Холмик на поляне зыбко шевелился, охваченный маревом какого-то движения. Он был похож на мираж.
Я
Впервые в упор увидел муравейник. Аккуратный склон его был грубо нарушен торчащей стрелой. Чтобы разглядеть, куда именно она указывает, необходимо было привстать. Только я начал приподниматься, как в чаще послышался шорох.
Я распластался, вжавшись в землю, покрытую хвоей.
Возможно, это был порыв ветра, а может быть, в отдалении пробежал кто-то из «красных». На всякий случай я затаился… Перед моими глазами двумя потоками сновали муравьишки, одни в сторону муравейника, другие от него.
Меня поразила их целеустремлённость. Все эти крохотные существа были заняты делом. Кто, выбиваясь из сил, волок к муравейнику крыло стрекозы, кто — былинку. Два муравья дружно тащили лепесток ромашки.
Те же, кто бежал от муравейника, спешно уносили куда-то белые яички–коконы.
Этот маленький народ совсем не боялся меня, Гулливером вторгшегося в их царство.

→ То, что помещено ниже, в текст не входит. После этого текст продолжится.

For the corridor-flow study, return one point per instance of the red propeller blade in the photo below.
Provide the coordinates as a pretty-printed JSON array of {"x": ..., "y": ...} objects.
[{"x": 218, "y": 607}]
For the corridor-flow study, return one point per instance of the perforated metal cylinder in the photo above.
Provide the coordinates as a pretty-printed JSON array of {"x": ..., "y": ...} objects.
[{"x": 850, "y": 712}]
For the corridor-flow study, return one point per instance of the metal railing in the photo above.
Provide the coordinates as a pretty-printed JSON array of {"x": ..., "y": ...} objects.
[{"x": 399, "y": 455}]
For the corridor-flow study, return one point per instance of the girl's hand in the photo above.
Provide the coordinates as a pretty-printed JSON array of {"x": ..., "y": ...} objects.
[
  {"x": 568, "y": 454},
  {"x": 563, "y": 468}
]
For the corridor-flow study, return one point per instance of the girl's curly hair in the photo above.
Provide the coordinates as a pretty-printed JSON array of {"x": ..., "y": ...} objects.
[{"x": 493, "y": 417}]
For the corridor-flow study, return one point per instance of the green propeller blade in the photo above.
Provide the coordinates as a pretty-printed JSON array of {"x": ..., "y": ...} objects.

Дела муравьёв были серьёзными, настоящими. И мне вдруг показалось постыдным участвовать в дурацкой военной игре.
Я осторожно перевернулся на спину и сразу увидел на обступивших поляну елях какие-то красивые штучки, повисшие на проводах. Каждая из них, похожая на большую юлу, заманчиво блестела в свете солнечных лучей. Я бы не смог достать до самой нижней из них.

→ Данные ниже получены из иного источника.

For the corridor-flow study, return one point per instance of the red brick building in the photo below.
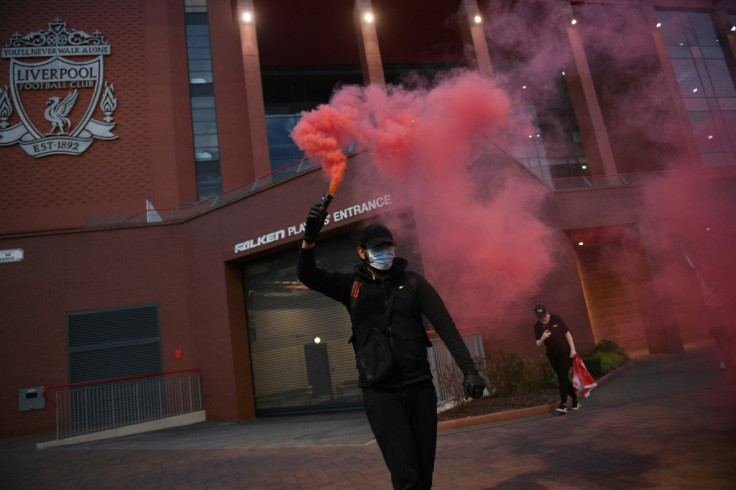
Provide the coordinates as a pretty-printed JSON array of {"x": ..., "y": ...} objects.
[{"x": 167, "y": 190}]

Только я поднялся, чтобы попробовать влезть на колючее дерево, как ко мне с гиканьем подбежали «красные», сорвали повязку.
И лишь это «убийство» спасло меня от настоящей гибели.
Как объяснил потом военрук, на ветках висели сброшенные во время войны с самолёта, какие-то особые мины.
ИКРА.
Уж не знаю, какое судно, мимоходом остановившись на рейде Шикотана, отгрузило для местного магазинчика партию ящиков с бутылками пива.
Это было «Жигулевское» из Владивостока, с далёкого материка! Новость мгновенно распространилась по острову, и я раскошелился — купил аж два ящика для команды сейнера «Юрий Гагарин», на котором часто выходил то в Охотское море, то в Тихий океан на ночной лов сайры.
На рассвете после нескольких суток успешного промысла мы собирались ложиться на обратный курс, когда в ходовую рубку, где я находился рядом со штурвальным и капитаном Дмитрием Ивановичем Кавайкиным, вошёл заспанный радист.
Он протянул капитану радиограмму. Ге текст гласил: «По разведданным у вас на борту «Жигулевское». Предлагаем махнуться: ящик пива на ведро икры. Можем подойти через четверть часа. Артюхов».
— Капитан пограничного катера, — пояснил Дмитрий Иванович. — Мы ещё бутылки не откупорили, а они уже прознали. Ну, что дадим?
— Вы здесь главный, — ответил я, приглядываясь к яркой точке на экране локатора.
— Они уже вот они, — улыбнулся Кавайкин. — Невтерпеж. Вконец одичали. Что ж, ладно, дадим один ящик.